Ce qui au départ semblait être une nuit tout à fait comme les autres, où Monaco s’endormirait dans un sommeil tranquille sans rêve, devint très vite une soirée bien moins paisible. La jeune fille s’agitait dans son lit, car pour la première fois depuis longtemps, ses songes étaient assaillit d’un cauchemar qu’elle aurait bien aimé ne pas avoir. Cette île où ils avaient échoués… Elle s’y trouvait à nouveau. Ses vêtements, déchirés de toute part, ne l’aidaient pas à la couvrir face à la pluie tropicale qui fondait sur elle comme un torrent. La mer soulevait des vagues immenses, l’obligeant à aller s’abriter dans la jungle sombre et sauvage, où très vite Monaco se vit entourée d’horribles bêtes telle que des araignées venimeuses, des oiseaux au regard rouge perçants et des félins qui la visualisait comme leur prochain festin. Apeurée, elle courut jusqu’au premier arbre à sa portée et se mit à grimper jusqu’à la dernière branche, là où, elle l’espérait, ses assaillants ne l’atteindrait pas. Elle se mit ensuite à hurler à l’aide à plein poumon, en priant pour que son grand frère ou un de ses amis l’entende et la sauve. Mais la vérité la frappa de pleins fouets… Elle était seule et à la merci de la faune de cette île. Et alors que les larmes de désespoirs lui montaient aux yeux, elle senti la branche sur laquelle elle s’était réfugier se briser sous son poids pourtant léger, comme si la gravité avait décidé de sceller sa triste destiné et de l’envoyer droit dans les crocs des fauves.

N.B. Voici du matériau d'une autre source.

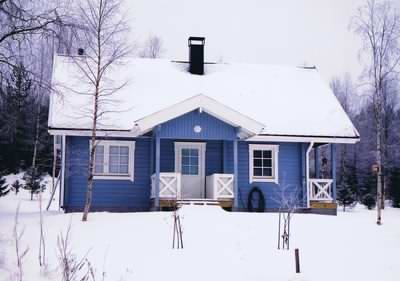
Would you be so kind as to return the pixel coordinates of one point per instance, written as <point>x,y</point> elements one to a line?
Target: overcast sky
<point>294,32</point>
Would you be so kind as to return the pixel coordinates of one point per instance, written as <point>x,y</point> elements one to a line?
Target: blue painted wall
<point>108,194</point>
<point>127,195</point>
<point>211,127</point>
<point>214,156</point>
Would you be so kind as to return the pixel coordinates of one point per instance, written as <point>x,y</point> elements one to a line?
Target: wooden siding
<point>211,128</point>
<point>107,194</point>
<point>127,195</point>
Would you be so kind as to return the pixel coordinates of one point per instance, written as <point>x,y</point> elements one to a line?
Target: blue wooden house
<point>200,132</point>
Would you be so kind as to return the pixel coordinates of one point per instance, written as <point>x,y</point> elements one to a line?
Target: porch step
<point>198,202</point>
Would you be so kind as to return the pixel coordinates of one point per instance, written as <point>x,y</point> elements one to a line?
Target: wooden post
<point>157,180</point>
<point>236,174</point>
<point>316,162</point>
<point>297,260</point>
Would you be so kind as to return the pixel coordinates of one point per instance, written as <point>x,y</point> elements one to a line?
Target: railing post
<point>157,179</point>
<point>236,174</point>
<point>333,169</point>
<point>316,162</point>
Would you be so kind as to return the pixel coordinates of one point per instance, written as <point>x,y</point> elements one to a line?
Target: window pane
<point>257,162</point>
<point>257,153</point>
<point>123,169</point>
<point>194,152</point>
<point>98,169</point>
<point>267,153</point>
<point>185,170</point>
<point>267,163</point>
<point>185,160</point>
<point>185,152</point>
<point>194,170</point>
<point>113,168</point>
<point>257,172</point>
<point>267,172</point>
<point>124,150</point>
<point>124,159</point>
<point>114,159</point>
<point>114,149</point>
<point>194,161</point>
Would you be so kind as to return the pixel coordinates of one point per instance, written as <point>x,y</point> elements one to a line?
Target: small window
<point>114,160</point>
<point>190,161</point>
<point>263,162</point>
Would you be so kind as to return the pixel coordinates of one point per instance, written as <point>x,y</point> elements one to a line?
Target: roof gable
<point>261,99</point>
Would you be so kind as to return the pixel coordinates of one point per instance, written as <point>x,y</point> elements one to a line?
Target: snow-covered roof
<point>262,99</point>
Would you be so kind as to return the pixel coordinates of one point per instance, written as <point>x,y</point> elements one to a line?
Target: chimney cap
<point>194,40</point>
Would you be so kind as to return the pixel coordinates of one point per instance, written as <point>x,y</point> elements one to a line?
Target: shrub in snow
<point>369,201</point>
<point>345,196</point>
<point>33,182</point>
<point>4,188</point>
<point>395,187</point>
<point>16,186</point>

Elle se réveilla en sursaut, la dernière image défilant dans la tête étant elle-même en train de tomber droit dans la bouche de l’un d’eux. Il fallut un instant pour la monégasque pour reprendre une respiration plus calme et pour prendre conscience que tout ceci n’était qu’un affreux cauchemar. Elle soupira et frotta son visage avec ses deux mains. C’est à ce moment-là qu’elle se rendit compte que ses joues étaient mouillées. Elle comprit qu’elle avait réellement pleuré dans son sommeil. Quelle preuve de faiblesse…

Monaco tâta sa table de chevet dans le noir et mis la main sur ses lunettes, qu’elle déposa sur son nez. Puis, elle s’empara de son portable pour vérifier l’heure. Il était près de minuit, elle avait donc encore beaucoup d’heures de sommeils devant elle. Mais pour d’obscures raisons, la jeune fille n’était plus fatiguée. Comme si sa tête refusait de la replonger dans un cauchemar monstrueux. Ses mains moites tremblaient autour du portable. Elle comprit qu’elle ne pourrait de toute façon pas se rendormir dans cet état. Il fallait qu’elle aille prendre l’air, même si à cette heure, elle se devait d’être dans son lit.

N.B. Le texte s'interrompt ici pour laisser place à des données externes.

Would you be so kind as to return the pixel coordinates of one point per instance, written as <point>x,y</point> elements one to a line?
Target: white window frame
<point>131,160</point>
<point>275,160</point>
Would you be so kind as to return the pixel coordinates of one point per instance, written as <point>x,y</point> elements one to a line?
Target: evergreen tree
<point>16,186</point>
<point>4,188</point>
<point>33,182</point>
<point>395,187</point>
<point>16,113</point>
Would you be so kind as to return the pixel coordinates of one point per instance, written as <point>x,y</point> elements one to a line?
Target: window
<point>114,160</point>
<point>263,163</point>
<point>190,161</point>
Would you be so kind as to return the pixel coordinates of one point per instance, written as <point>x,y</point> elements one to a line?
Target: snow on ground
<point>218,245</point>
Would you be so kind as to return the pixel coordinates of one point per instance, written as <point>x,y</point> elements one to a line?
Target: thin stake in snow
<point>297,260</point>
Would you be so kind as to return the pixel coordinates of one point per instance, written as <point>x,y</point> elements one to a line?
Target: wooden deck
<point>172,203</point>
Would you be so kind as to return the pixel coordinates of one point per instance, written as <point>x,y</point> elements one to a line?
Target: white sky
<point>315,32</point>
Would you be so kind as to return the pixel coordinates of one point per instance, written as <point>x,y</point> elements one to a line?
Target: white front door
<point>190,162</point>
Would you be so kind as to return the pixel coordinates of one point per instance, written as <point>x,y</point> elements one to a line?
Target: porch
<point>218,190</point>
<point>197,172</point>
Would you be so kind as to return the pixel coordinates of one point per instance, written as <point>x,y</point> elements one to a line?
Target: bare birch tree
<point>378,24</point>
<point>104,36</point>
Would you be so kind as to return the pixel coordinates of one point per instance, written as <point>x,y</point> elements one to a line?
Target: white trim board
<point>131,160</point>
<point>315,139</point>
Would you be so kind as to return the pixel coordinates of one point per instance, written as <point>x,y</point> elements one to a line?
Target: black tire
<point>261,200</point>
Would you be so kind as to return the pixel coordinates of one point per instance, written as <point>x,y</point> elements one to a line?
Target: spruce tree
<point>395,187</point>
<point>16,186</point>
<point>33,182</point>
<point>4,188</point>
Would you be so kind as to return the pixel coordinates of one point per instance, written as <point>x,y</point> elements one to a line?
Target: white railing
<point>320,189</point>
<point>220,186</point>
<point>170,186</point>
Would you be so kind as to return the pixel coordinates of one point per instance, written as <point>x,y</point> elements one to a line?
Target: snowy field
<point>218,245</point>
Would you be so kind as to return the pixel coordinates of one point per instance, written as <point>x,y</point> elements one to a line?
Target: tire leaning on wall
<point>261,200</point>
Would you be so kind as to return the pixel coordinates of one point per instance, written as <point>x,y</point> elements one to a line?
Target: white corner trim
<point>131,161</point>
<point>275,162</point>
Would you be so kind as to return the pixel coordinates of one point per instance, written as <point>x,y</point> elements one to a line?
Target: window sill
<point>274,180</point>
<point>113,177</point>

Comme elle n’était vêtue que d’une chemise de nuit à manche courte, elle se leva doucement et se mit à fouiller sans faire trop de bruit dans son armoire, afin d’y trouver son gilet blanc. Quand ce fut fait, elle sorti de sa chambre et prenant soin de refermer délicatement la porte derrière elle, puis elle se mit à marcher dans les couloirs à petit pas, aussi silencieuse qu’un chat dans la nuit. Elle ne savait pas trop où elle allait. Elle se disait juste que son instinct la mènerait dans un lieu où elle pourrait se détendre et oublié ce cauchemar et cette île de malheur. Elle continua de marcher pendant près de deux minutes, jusqu’à atteindre les escaliers. Pendant un instant, elle songea à aller se promener dans le parc de l’établissement. Une longue marche tranquille sous le ciel étoilé, rien de mieux que pour calmer son esprit.

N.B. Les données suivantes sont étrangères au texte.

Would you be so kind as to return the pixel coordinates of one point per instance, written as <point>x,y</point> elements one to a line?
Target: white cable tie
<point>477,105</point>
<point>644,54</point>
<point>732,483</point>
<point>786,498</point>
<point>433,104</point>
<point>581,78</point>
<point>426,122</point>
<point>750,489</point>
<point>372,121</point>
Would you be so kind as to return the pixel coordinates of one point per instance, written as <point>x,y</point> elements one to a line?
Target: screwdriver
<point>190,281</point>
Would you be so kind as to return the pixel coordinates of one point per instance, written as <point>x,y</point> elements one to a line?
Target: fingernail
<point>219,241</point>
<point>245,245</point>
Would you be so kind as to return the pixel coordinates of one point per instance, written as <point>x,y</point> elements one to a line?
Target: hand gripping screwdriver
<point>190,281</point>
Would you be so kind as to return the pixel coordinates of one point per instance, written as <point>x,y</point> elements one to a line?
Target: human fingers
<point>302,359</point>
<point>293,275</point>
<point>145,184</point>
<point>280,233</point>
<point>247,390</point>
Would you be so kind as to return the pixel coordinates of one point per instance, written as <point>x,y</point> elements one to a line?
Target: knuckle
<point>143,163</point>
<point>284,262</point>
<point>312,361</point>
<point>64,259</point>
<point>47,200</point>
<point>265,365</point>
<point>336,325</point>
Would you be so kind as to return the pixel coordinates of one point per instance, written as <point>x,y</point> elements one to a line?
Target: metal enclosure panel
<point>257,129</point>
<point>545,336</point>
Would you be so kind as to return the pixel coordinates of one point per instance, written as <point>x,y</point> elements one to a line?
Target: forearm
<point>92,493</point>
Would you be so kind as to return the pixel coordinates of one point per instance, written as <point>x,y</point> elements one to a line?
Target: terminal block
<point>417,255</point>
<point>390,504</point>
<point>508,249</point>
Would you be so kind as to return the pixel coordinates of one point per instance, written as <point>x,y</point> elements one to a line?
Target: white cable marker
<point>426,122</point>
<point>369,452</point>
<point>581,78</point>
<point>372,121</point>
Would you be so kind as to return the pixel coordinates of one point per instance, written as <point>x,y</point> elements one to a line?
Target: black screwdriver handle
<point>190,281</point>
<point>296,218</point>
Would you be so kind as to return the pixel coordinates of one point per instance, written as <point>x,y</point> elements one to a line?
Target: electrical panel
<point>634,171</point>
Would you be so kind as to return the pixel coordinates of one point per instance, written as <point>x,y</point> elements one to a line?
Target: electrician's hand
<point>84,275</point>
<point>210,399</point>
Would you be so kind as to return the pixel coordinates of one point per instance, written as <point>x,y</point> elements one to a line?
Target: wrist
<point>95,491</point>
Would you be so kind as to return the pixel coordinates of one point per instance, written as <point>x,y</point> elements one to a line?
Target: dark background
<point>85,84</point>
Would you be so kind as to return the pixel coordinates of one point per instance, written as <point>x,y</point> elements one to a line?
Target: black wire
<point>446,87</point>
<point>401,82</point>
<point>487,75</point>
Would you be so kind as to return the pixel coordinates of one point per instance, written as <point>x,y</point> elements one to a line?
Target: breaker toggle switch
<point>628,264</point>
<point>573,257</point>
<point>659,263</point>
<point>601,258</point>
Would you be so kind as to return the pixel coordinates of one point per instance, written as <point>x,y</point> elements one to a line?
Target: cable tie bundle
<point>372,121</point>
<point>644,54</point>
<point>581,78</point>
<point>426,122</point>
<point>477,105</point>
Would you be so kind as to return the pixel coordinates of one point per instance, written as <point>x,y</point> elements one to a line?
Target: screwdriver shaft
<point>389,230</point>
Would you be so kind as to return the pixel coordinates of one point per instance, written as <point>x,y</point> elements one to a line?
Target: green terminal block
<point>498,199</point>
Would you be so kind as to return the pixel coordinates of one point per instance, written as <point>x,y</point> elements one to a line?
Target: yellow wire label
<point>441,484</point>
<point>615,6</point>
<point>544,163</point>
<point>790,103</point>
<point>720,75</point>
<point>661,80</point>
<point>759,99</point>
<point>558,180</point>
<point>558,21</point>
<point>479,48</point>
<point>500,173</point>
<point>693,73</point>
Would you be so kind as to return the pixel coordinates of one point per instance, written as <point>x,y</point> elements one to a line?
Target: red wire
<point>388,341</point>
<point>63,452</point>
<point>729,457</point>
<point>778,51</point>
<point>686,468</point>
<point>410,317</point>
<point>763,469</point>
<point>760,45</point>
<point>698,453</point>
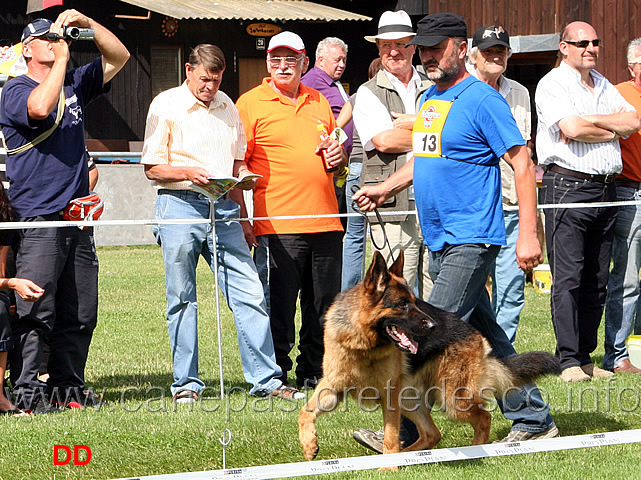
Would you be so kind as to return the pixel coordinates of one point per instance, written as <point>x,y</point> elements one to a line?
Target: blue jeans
<point>459,273</point>
<point>182,246</point>
<point>354,240</point>
<point>508,280</point>
<point>623,286</point>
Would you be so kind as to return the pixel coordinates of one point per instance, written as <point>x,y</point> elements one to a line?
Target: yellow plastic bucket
<point>633,343</point>
<point>542,278</point>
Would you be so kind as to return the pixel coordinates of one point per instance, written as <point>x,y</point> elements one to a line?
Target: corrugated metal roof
<point>273,10</point>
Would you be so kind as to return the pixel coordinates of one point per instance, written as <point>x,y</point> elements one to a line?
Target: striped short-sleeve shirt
<point>560,94</point>
<point>182,131</point>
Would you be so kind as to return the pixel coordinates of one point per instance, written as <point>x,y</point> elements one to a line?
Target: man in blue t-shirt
<point>43,180</point>
<point>462,130</point>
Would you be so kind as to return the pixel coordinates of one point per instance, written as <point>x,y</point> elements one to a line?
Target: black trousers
<point>579,241</point>
<point>63,261</point>
<point>309,264</point>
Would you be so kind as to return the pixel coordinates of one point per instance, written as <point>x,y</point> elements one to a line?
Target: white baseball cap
<point>286,39</point>
<point>392,26</point>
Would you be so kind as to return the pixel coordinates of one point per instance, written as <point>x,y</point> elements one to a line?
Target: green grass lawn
<point>140,432</point>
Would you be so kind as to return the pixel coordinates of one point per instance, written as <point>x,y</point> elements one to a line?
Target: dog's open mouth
<point>402,340</point>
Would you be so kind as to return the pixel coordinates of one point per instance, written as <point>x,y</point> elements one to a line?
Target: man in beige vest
<point>383,116</point>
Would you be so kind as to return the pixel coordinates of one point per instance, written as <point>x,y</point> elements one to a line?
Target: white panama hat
<point>392,26</point>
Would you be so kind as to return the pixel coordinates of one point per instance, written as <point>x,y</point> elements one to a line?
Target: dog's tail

Mais soudain, elle crut entendre quelque chose venant du toit. Pendant une fraction de seconde, elle s’immobilisa, en alerte. Puis, la curiosité se mit à la piquer. Peut-être y avait-il un autre élève debout à cette heure-ci, et qui se cachait tout en haut ? Et comme si ses jambes s’étaient mises d’accord avec elle, elle commença à monter les marches. Bientôt, elle bifurqua en direction d’un petit couloir qui était pourtant interdit aux élèves – mais nulle doute que nombre d’entre eux avaient déjà enfreint cette règle. Le bruit s’intensifia lorsqu’elle approcha du petit escalier au bout de ce couloir, et elle sut tout de suite qu’il s’agissait en réalité d’une voix masculine. En montant quelque marche, elle commença à reconnaître à qui elle appartenait : Wales. Mais les paroles qu’elle distingua se mirent à l’intriguer…

« ... Pour l'amour de Pimprenelle, arrête de dire des trucs dégeus sur elle. Je m'en fiche, de la couleur de ses sous-vêtements. Tu es vraiment ignoble. »

Y avait-il une autre personne avec lui ? Et qui était Pimprenelle ? Cette fille dont il semblait parler avec l’autre personne ? Elle se mit à freiner dans son élan, consciente que finalement, ce n’était peut-être pas une bonne idée de le rejoindre. Mais… Wales était son ami, même s’il lui arrivait d’avoir des comportements immatures. Et même si cette histoire de sous-vêtements était très franchement inappropriée, le gallois semblait en être plus dégouté qu’autre chose… Aller, elle va quand même le rejoindre. Un peu de compagnie rassurante pourrait l’aider à oublier sa nuit agitée. La porte menant au toit était grande ouverte. Sans savoir si elle avait été forcée ou non, la monégasque s’introduisit sur le toit. La première chose qu’elle vit, ce fut la silhouette du britannique dans le noir.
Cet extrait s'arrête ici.